DTE analysis with Salmon/Kallisto input
Analysis and result presented was performed with Salmon counts, Code snippet to import Kallisto counts is also provided
Load required libraries
library(data.table)
library(tximport)
library(DESeq2)
library(apeglm)
library(ggplot2)
library(ggrepel)
library(EnhancedVolcano)Import clinical data
Load clinical information and define file path
dir = "../../"
sampleData = paste0(dir, "clinical.txt")
sampleData = fread(sampleData)
rownames(sampleData) = sampleData$ENA_RUN
sampleData$individual = as.factor(sampleData$individual)
sampleData$paris_classification = as.factor(sampleData$paris_classification)
# Use relevel() to set adjacent normal samples as reference
sampleData$paris_classification = relevel(sampleData$paris_classification, ref = "normal")Load expression data
Salmon
files = file.path(paste0(dir, "salmon"), list.files(paste0(dir, "salmon")), "quant.sf")

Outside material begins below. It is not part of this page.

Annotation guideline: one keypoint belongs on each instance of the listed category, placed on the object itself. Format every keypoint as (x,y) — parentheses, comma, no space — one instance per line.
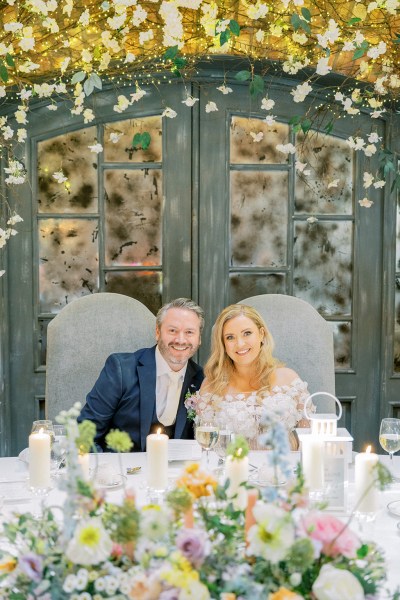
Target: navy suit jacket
(124,397)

names(files) = list.files(paste0(dir, "salmon"))> files
ERR2675454 ERR2675455
"../../salmon/ERR2675454/quant.sf" "../../salmon/ERR2675455/quant.sf"
ERR2675458 ERR2675459
"../../salmon/ERR2675458/quant.sf" "../../salmon/ERR2675459/quant.sf"
ERR2675460 ERR2675461
"../../salmon/ERR2675460/quant.sf" "../../salmon/ERR2675461/quant.sf"
ERR2675464 ERR2675465
"../../salmon/ERR2675464/quant.sf" "../../salmon/ERR2675465/quant.sf"
ERR2675468 ERR2675469
"../../salmon/ERR2675468/quant.sf" "../../salmon/ERR2675469/quant.sf"
ERR2675472 ERR2675473
"../../salmon/ERR2675472/quant.sf" "../../salmon/ERR2675473/quant.sf"
ERR2675476 ERR2675477
"../../salmon/ERR2675476/quant.sf" "../../salmon/ERR2675477/quant.sf"
ERR2675478 ERR2675479
"../../salmon/ERR2675478/quant.sf" "../../salmon/ERR2675479/quant.sf"
ERR2675480 ERR2675481
"../../salmon/ERR2675480/quant.sf" "../../salmon/ERR2675481/quant.sf"
ERR2675484 ERR2675485
"../../salmon/ERR2675484/quant.sf" "../../salmon/ERR2675485/quant.sf" Import Salmon NumReads values with tximport which contains the transcript-level counts (txIn = TRUE), abundances and average transcript lengths, then output transcript-level estimates (txOut = TRUE)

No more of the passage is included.